Janie McCarthy

This biography is republished from The Dictionary of Irish Biography and was written by Gerry McElroy. Shared by permission in line with Creative Commons ‘Attribution’ (CC BY) licencing.

Born: 1890 (circa), Ireland
Died: 20 December 1964
Country most active: France
Also known as: NA

McCarthy, Janie (c.1890–1964), resistance worker and language teacher, was born in Bohereengowan, Killarney, Co. Kerry, the fourth of eight children, two boys and six girls, of Jeremiah McCarthy, mason, and Mary McCarthy, both of Co. Kerry. She appears to have been educated locally, before emigrating to France in 1910. She first lived in Brittany, where she worked as an au pair, before moving to Paris. Some time after going to Paris, she attended the Sorbonne, where she studied English and French. She then started a language school, which acquired a considerable reputation; she counted children of royalty and European aristocracy among her pupils.
A British passport holder, McCarthy destroyed her passport at the outbreak of the Second World War, to avoid being taken prisoner by the Nazis. When France fell, she joined the resistance and was involved in many related groups, even starting some at her own initiative in the Paris area. She specialised in rescue work and saved many lives during the occupation of France, including those of members of the allied armies and intelligence services. Her technique was simple: she enrolled each refugee as a member of her staff. Perhaps her most audacious act was bringing an American officer through a Gestapo inspection in the Paris metro and passing him off as a deaf mute because he could not speak French. Throughout the course of the occupation of Paris (1940–44) she had the distinction of losing only one refugee, a French medical student, to a French double agent. As a result of her resistance work, she was honoured by three states: France awarded her the Croix de Guerre and the Medaille de la Resistance; the USA awarded her the medal of freedom and a citation signed by President Eisenhower; and the British awarded her the Tedder certificate for assisting British personnel to escape.
After the war, McCarthy continued to teach her pupils, frequently taking them on summer trips to her native Kerry.
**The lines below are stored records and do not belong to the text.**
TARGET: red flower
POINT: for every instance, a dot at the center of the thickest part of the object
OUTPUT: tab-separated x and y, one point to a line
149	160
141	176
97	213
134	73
Even in failing health, she continued to conduct language classes at her bedside until the end of the summer term in June 1964, only months before her death. Largely forgotten outside her native Ireland, her death went unrecognised by all the national newspapers except the Irish Times. Her work for resistance groups was remarkable in being recognised by three separate states, and it is a moot point whether the policy of Irish neutrality prevented her from being celebrated as a war heroine back home. She appears to have been unmarried and to have had no children. Late in November 1964 she was taken to the Hertfordshire British Hospital, Paris, where she remained until her death on 20 December 1964. She was buried in Paris on 28 December.